The Science of Storytelling (2019) shows you how to craft a compelling story using lessons from psychology and neuroscience. These blinks walk you through the steps of creating a narrative that grips your audience by subtly manipulating their brains. From demonstrating how to create a perfectly flawed character to explaining the power of stimulating details, Will Storr reveals the crucial elements that go into building a great story. 

Key idea 1 of 8

Our brains are built to enjoy stories.

Have you ever wondered if what you experience as real is in fact just a powerful simulation? You may be surprised to learn that it’s not just a conspiracy – it’s true. 

Objective reality is impossible for us to see. The reality we experience is just a story that our brain tells us. You’ll have encountered this phenomenon if you’ve ever mistaken a bush for a shadowy human figure while walking alone at night. You didn’t just think you saw the figure – for a moment you actually saw it. 

Our brain casts us as the hero of the narrative of the reality it creates. To do so, it will reconfigure our past choices to fit our heroic narrative, telling us, for example, that it was okay to steal from our boss because he profits unfairly from our work. Even convicts rate themselves as above average for qualities like morality or kindness, even though they have made clear transgressions in those categories.

Our brain also seeks to create a linear plot in our lives, ordering our memories into cause and effect sequences. This capacity to find cause and effect even where it doesn’t exist was demonstrated by two Soviet filmmakers in the early 1900s. They screened a series of films for an audience where each film showed an actor’s expressionless face alongside stock footage of various scenes, like one showing a bowl of soup, or another of a woman lying in a coffin. The audience gushed at the actor’s skills, marveling at his mournful expression over the coffin or his thoughtful look over the soup. 

The story our brain creates includes not just us, the hero, but other characters. We’re surrounded by other people, and one of our deepest urges is to understand how their minds work. It’s one of the ways our brains seek to control our environment.

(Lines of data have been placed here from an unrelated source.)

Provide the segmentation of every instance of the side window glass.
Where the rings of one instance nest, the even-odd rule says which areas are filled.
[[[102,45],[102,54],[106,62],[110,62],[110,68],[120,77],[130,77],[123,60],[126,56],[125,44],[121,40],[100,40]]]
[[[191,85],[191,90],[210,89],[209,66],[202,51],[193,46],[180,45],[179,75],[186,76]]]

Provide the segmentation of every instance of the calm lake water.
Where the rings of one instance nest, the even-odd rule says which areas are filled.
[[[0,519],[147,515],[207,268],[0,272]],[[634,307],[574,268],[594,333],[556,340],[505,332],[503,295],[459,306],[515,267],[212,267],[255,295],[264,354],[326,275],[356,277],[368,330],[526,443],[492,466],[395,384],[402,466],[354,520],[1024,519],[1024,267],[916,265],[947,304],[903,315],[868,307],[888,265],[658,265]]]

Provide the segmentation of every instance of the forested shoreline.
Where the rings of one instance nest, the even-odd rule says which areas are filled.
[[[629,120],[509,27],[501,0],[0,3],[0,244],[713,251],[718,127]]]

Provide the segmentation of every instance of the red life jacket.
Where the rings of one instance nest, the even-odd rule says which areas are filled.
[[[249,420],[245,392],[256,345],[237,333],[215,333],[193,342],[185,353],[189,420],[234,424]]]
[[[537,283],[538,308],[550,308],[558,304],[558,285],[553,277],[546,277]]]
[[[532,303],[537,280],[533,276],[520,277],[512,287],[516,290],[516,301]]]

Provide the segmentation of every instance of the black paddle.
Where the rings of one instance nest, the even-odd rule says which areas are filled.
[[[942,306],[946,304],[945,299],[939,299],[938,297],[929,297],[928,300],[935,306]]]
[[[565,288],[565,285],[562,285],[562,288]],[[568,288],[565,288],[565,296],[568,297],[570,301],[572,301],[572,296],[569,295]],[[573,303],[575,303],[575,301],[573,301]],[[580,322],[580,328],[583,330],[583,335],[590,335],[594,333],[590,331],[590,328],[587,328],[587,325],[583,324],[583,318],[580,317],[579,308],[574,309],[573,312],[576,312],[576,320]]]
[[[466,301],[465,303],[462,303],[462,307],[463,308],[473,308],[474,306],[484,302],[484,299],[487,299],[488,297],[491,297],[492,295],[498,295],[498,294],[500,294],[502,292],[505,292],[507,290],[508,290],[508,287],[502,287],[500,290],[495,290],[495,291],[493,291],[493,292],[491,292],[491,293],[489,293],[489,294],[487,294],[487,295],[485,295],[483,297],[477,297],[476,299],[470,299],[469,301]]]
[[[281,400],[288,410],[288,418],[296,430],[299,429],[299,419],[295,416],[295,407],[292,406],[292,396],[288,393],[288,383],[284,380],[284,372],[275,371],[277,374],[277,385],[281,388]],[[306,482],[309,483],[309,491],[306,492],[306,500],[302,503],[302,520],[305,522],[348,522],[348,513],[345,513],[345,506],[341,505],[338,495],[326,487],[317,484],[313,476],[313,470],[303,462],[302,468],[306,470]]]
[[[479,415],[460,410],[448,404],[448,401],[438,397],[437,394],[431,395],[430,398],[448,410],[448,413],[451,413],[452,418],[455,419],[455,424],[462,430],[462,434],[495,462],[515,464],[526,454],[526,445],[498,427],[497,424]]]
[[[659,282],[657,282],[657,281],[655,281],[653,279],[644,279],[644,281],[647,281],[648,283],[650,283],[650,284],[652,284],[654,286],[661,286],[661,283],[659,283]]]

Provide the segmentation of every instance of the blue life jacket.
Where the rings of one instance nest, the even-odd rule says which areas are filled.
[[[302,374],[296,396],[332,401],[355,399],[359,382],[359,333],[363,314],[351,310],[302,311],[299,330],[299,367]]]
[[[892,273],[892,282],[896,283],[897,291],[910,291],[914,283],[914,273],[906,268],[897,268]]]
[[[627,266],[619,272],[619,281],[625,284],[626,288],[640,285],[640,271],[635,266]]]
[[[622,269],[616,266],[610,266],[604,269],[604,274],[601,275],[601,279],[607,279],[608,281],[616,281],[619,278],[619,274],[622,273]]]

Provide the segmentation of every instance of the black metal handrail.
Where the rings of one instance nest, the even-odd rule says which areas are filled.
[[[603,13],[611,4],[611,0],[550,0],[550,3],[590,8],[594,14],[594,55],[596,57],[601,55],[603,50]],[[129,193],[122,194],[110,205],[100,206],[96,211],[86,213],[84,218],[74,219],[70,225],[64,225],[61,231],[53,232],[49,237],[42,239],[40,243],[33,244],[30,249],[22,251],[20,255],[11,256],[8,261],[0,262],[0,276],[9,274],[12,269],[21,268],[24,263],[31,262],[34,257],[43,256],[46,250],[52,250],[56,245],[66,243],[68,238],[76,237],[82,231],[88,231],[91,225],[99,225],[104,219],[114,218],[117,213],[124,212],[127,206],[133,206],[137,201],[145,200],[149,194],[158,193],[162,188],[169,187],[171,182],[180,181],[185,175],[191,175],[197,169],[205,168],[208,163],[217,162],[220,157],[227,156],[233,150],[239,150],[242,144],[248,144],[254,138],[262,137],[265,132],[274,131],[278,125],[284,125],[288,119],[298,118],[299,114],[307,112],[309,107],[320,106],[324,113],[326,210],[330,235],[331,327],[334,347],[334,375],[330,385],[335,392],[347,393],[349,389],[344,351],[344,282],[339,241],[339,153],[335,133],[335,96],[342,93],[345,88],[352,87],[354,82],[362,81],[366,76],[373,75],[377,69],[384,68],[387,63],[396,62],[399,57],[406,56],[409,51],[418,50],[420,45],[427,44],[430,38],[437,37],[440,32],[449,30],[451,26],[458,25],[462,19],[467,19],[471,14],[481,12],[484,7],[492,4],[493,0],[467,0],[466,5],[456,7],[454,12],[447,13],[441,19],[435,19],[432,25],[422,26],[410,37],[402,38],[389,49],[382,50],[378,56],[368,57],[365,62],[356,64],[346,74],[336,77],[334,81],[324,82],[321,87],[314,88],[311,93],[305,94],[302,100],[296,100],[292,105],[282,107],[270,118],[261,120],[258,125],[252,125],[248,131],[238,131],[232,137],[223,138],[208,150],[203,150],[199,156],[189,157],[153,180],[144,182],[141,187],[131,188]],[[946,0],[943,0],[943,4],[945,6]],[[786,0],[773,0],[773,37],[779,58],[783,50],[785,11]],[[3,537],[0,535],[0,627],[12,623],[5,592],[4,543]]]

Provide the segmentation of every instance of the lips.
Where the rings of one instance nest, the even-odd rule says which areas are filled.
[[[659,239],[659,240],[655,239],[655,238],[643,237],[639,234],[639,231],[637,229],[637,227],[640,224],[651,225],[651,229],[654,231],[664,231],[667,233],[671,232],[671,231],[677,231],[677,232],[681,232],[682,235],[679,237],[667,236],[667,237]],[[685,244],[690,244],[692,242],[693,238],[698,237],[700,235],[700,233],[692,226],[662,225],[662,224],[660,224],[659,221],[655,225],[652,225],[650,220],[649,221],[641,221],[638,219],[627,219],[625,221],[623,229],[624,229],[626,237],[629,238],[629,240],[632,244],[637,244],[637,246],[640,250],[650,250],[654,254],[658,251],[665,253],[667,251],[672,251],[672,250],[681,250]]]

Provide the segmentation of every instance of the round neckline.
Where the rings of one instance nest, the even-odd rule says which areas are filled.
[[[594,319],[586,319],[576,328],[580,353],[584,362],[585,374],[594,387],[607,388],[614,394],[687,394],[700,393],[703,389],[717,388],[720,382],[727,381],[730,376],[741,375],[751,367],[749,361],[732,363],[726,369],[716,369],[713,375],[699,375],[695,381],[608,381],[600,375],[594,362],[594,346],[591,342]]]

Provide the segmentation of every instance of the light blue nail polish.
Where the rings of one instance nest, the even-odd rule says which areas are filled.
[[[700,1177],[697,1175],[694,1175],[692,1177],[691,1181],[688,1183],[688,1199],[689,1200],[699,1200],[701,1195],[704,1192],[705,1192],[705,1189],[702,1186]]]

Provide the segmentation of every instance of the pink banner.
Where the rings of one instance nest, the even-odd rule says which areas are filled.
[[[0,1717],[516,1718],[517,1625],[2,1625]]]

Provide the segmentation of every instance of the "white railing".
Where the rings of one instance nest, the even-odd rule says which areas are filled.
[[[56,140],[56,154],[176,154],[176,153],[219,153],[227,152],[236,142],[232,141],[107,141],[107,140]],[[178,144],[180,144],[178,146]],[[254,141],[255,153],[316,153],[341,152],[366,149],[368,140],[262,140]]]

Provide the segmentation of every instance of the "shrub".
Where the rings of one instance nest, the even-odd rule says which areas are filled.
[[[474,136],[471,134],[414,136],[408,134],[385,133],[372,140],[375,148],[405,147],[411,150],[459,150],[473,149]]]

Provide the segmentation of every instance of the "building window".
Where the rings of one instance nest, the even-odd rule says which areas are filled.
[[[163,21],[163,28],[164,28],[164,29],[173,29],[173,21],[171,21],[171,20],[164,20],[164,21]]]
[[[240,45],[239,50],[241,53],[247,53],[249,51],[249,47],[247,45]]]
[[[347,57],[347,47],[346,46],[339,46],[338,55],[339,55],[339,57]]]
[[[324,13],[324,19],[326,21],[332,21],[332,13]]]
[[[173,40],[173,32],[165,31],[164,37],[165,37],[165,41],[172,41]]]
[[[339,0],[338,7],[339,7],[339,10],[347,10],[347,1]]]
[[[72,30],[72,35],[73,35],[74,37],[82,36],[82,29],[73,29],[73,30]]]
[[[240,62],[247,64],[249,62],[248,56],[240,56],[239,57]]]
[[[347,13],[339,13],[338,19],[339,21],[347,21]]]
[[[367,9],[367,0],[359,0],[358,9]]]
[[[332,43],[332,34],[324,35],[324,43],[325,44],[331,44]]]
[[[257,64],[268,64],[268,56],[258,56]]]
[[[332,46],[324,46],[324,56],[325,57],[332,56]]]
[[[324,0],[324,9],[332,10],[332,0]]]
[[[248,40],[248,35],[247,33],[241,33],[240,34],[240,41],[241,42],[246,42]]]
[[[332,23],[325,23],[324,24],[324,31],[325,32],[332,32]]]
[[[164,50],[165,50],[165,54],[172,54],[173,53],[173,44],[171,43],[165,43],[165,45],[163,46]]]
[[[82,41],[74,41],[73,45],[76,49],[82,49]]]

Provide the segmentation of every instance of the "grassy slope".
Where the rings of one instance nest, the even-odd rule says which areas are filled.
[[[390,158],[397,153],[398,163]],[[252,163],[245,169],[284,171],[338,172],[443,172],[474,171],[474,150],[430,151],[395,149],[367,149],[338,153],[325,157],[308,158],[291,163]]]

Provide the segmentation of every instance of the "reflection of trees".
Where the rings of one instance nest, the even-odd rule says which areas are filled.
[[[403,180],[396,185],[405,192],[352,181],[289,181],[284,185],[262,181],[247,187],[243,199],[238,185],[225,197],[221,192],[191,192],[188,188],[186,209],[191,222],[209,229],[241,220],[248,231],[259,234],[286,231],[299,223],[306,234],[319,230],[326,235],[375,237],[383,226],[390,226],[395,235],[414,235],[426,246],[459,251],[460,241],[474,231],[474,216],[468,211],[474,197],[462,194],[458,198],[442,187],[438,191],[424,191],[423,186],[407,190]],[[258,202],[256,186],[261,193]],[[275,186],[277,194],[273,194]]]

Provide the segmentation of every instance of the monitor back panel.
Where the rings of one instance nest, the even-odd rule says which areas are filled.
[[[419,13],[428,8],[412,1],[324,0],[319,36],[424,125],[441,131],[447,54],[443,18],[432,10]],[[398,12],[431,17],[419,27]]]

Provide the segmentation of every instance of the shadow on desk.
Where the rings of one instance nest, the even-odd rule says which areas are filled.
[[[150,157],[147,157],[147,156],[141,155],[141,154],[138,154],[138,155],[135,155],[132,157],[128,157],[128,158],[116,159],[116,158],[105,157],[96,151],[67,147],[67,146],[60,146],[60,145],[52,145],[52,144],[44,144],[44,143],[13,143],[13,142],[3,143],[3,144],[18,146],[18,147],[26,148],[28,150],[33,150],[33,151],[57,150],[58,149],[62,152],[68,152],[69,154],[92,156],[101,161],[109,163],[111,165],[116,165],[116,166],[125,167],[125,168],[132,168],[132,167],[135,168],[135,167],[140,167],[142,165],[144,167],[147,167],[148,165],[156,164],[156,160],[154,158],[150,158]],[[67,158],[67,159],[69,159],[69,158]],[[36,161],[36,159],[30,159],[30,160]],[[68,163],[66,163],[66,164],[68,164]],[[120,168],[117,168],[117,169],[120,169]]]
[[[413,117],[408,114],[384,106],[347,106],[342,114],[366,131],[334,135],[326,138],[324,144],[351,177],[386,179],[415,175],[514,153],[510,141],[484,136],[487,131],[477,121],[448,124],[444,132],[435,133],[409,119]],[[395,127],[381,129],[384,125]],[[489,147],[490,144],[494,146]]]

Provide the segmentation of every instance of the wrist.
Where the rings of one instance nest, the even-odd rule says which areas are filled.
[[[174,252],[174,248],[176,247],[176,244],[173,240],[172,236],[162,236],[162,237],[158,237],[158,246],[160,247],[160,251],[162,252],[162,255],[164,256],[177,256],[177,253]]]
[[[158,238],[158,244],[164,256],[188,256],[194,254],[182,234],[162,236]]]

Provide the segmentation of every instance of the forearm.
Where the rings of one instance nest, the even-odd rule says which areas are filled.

Why are we driven to understand other people? The answer is rooted in survival. Our species has lived on because of human cooperation, and as we moved into fixed settlements, having social skills for trading and negotiations became a valuable asset. In humans of all ages, the urge to understand others is so overwhelming that we even project human feelings onto inanimate objects, like a “vengeful” door swinging back to hit us after we slam it.  

Stories give us an opportunity to satisfy our itch to understand the minds of others. And there’s a particular type of character we are drawn to – one with flaws.